Essay Question (2 points): How does the variability in this plot differ from the plot in (a)? Compare the two displays. Keep in mind that SHUCK is a part of WHOLE. Consider the location of the different age classes.

Answer: (Enter your answer here.) There is less variance in plot b compared to plot a. The reason for this is that plot b is comparing shuck weight to whole weight, while in plot a the comparison is weight to volume. —–

### Section 3: (8 points) Getting insights about the data using graphs.

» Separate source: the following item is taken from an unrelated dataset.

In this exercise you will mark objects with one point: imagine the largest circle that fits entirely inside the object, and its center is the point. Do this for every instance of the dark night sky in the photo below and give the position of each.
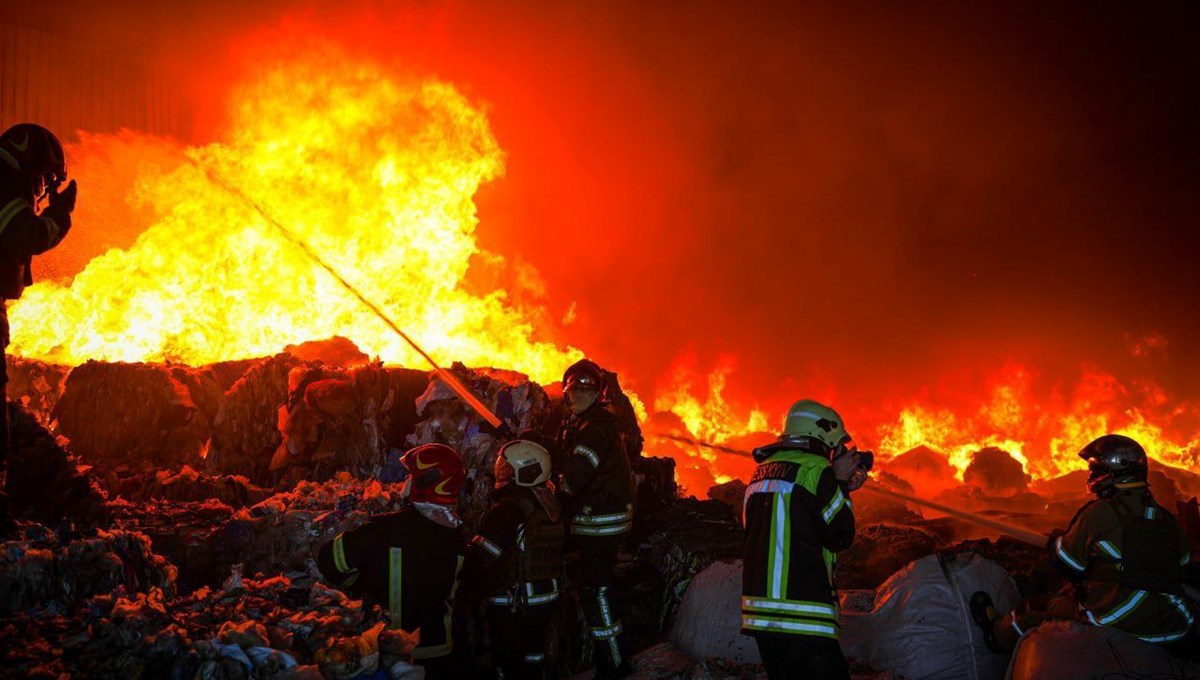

(3)(a) (2 points) Use “mydata” to create a multi-figured plot with histograms, boxplots and Q-Q plots of RATIO differentiated by sex. This can be done using par(mfrow = c(3,3)) and base R or grid.arrange() and ggplot2. The first row would show the histograms, the second row the boxplots and the third row the Q-Q plots. Be sure these displays are legible.

Essay Question (2 points): Compare the displays. How do the distributions compare to normality? Take into account the criteria discussed in the sync sessions to evaluate non-normality.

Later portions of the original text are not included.